A Rake's Midnight Kiss (Sons of Sin 2)
“I have nothing to say, Mr. Evans,” she said icily. “In fact, the most agreeable thing you could do is to leave in the morning.”
He went white and for one reverberant moment, he didn’t look like the careless, handsome man she knew, but like someone capable of genuine feeling. “You don’t mean that.”
She glared. “I do.”
If he left, she’d no longer feel confused and restless and unhappy. She’d return to the woman she’d been, busy, productive, purposeful. Not this desperate, yearning creature he’d created. Since that day in Oxford crammed with joy and betrayal, she could hardly bear to live with herself.
She watched him struggle to form some argument before a surreptitious glance around the table confirmed that their fraught discussion attracted general interest. She made a fool of herself. It was the last straw. She stalked from the room, back straight, head high and heart aching with misery.
After lingering behind the departing guests to finish a brandy he didn’t want, Richard trudged toward the entrance hall. It was well past midnight. The evening had been such a success that it ended considerably later than the usual country entertainment. Everyone except Genevieve, Fairbrother, and Lucy Warren congregated near the door.
“Rich… Christopher, we wondered where you’d got to.” Thank goodness Cam had caught himself before he let the cat out of the bag.
Before he could answer, Mrs. Warren emerged from the dining room. “My fan wasn’t there. I hope Lord Neville won’t mind waiting while I check the drawing room again.”
“You can come in the gig,” the vicar said. “Genevieve and Lord Neville have gone.”
His words struck Richard like a blow from a shovel. Cold talons of dread scored his gut. From the first, he’d mistrusted Fairbrother. He’d seen how the toad looked at Genevieve. Now her bloody father delivered her into the devil’s clutches.
“Ezekiel, that’s hardly proper,” Mrs. Warren protested.
“It’s only down the driveway and his lordship’s an old family friend. You’d just be in the way, Lucy.” Clearly the vicar hadn’t yet relinquished hope of a match between his daughter and his patron.
Damn, damn, damn. This sounded worse each minute. “How long ago?”
“What’s the matter, Richard?” Sidonie forgot to call him Christopher.
He hardly noticed. He already strode toward the open doors past the wide-eyed Hadley-Childe sisters. “I’ve got to stop them.”
The vicar frowned. “Young fellow, his lordship has known Genevieve since childhood. There’s no impropriety in sending her home in his company.”
“How long since they left?” Richard asked again.
Jonas answered. “Only a few minutes.”
Richard clapped him briefly on the shoulder as he rushed past. “Thanks. If I cross the park, I’ll catch them before they reach the road.”
The footman with custody of his pistols advanced to present the weapons. Since the last break-in, Richard had taken to traveling armed. Although God forgive him, he’d never imagined an evening at Sedgemoor’s promised danger.
“Why on earth do you want to catch them, Mr. Evans?” the vicar asked. “And what are those guns? I cannot like all this fuss. I cannot like it at all.”
Mrs. Warren’s gaze focused on Richard with dawning concern. “Do you have reason to worry?”

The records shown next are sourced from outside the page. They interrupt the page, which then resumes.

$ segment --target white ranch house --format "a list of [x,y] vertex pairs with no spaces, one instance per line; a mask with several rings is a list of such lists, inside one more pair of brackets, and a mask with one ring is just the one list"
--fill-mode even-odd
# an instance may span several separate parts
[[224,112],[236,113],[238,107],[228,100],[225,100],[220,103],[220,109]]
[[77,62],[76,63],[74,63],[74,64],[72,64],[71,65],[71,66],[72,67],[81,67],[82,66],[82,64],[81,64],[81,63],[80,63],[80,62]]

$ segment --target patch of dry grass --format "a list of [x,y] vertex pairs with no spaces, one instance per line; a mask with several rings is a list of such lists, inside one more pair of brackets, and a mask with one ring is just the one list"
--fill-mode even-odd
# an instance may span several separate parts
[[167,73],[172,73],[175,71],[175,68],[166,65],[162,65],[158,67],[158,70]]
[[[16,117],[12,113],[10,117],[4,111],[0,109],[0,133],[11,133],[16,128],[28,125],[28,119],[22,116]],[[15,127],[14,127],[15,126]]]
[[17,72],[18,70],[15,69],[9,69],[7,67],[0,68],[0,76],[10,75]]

Given that escalating violence had marked each attempt to get the jewel, of course he had reason to worry. He lied to placate her. “I hope not.”
But as he dashed across the drive, heels clipping sharply on the gravel, he couldn’t forget the fear in Genevieve’s eyes after the proposal. Nor could Richard ignore the fact that as he wasn’t behind the recent break-ins, that left Fairbrother as the most likely culprit. The man who had expressed an interest in not only the Harmsworth Jewel but the vicar’s virginal, beautiful, and perilously unworldly daughter.
Chapter Twenty-Two
Without Aunt Lucy’s company, Genevieve would never have agreed to travel home with Lord Neville, however short the journey. Even with Aunt Lucy, she was reluctant, but her father had fretted so volubly when she demurred that eventually she’d conceded to save embarrassment.
Stifling misgivings, she settled opposite his lordship inside the carriage. The footman shut the door and Lord Neville knocked the ceiling with his cane, signaling to Greengrass, who played coachman, to drive on.
Startled Genevieve turned from staring out the window. “What about my aunt?”
“She’ll come with your father.”
Misgivings transformed into raw fear. “She’s just gone inside for her fan.”